Elle part vivre sur une île européenne avec 1 100 € de retraite : le secret d’une vie enfin sereine

Imaginez : 62 ans, une petite pension de 1 100 € par mois, et pourtant… une terrasse ensoleillée, du poisson frais chaque matin, des soirées sans stress financier. Ça ressemble à un rêve inaccessible ? Pas tant que ça. Chaque année, des Françaises franchissent le pas et posent leurs valises sur des îles européennes où ce même budget, jugé trop juste en métropole, se transforme soudainement en vrai pouvoir de vivre. Voilà comment elles font.
Quand 1 100 € en France riment avec tension… et pas avec sérénité
Soyons honnêtes : en France, 1 100 € de retraite, c’est compliqué. Selon l’Insee, le seuil de pauvreté s’établissait à 1 288 € mensuels pour une personne seule en 2023. Autrement dit, cette pension se retrouve en dessous. Loyer, énergie, courses : le budget fond à vue d’œil, et le fameux « reste à vivre » devient presque symbolique.
La règle des 33 % issue du Code de la Consommation recommande de ne pas consacrer plus d’un tiers de ses revenus au logement. Avec 1 100 €, cela représente environ 363 €. En région parisienne ou dans les grandes villes françaises, trouver un appartement à ce prix relève du miracle. Résultat : beaucoup de retraitées se retrouvent à jongler, à rogner, à renoncer.
Madère, Tinos, les Canaries : ces îles qui changent la donne
Et si la solution se trouvait à deux ou trois heures d’avion ? Sur certaines îles européennes encore discrètes, comme Madère hors de Funchal ou Tinos en Grèce, la réalité est radicalement différente. Un T2 en village se loue entre 300 et 400 € en bail longue durée. Le budget logement respecte enfin la règle du tiers, et il reste environ 700 € pour vivre.

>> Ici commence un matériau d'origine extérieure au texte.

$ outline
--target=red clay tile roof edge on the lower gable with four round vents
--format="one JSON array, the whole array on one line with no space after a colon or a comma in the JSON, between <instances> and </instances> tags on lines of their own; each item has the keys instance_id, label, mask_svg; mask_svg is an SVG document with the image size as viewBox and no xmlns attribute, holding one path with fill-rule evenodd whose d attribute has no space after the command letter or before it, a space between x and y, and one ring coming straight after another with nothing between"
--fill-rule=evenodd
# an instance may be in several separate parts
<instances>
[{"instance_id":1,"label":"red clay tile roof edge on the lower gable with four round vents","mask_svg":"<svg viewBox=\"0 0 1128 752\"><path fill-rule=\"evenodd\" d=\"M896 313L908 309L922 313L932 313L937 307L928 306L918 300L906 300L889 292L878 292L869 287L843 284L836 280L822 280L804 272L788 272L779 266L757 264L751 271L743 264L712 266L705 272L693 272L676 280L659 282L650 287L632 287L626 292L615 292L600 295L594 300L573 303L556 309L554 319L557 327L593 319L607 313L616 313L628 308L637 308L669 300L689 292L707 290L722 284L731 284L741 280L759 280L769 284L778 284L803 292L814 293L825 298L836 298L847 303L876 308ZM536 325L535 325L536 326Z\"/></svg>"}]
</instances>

Mieux encore : le coût de la vie y est nettement plus doux. Planet.fr cite par exemple un niveau de prix environ 30 % inférieur à Ténérife par rapport à la France. Les marchés locaux regorgent de légumes du maraîcher, de poisson de la criée, de vin local — le tout à des prix sans comparaison avec les rayons d’une grande surface française. Ce contraste, pour qui comptait chaque centime en métropole, est presque vertigineux.
© Thinkstock (Aqualuso)
Comment trouver concrètement son île idéale
Les spécialistes de l’expatriation insulaire partagent quelques réflexes simples et efficaces. Premier conseil : viser des villages situés à plus de 15 kilomètres des zones très touristiques, où les loyers s’envolent dès que la saison commence. Plus on s’éloigne des cartes postales, plus les prix deviennent raisonnables.
Deuxième astuce : négocier directement avec les propriétaires locaux, via les cafés de village ou les groupes communautaires en ligne. Les agences internationales appliquent souvent une surcote de 20 à 30 % sur les locations destinées aux expatriés. Autant s’en passer.
Enfin, avant de tout lâcher, testez l’île pendant quelques mois. Vérifiez l’accès aux soins, renseignez-vous auprès de la Caisse des Français de l’étranger et du ministère des Affaires étrangères. Un déménagement réussi, ça se prépare avec à la fois de la raison et de l’enthousiasme.
Avec un peu d’audace et beaucoup de bon sens, 1 100 € peuvent devenir la clé d’une vie pleinement savourée.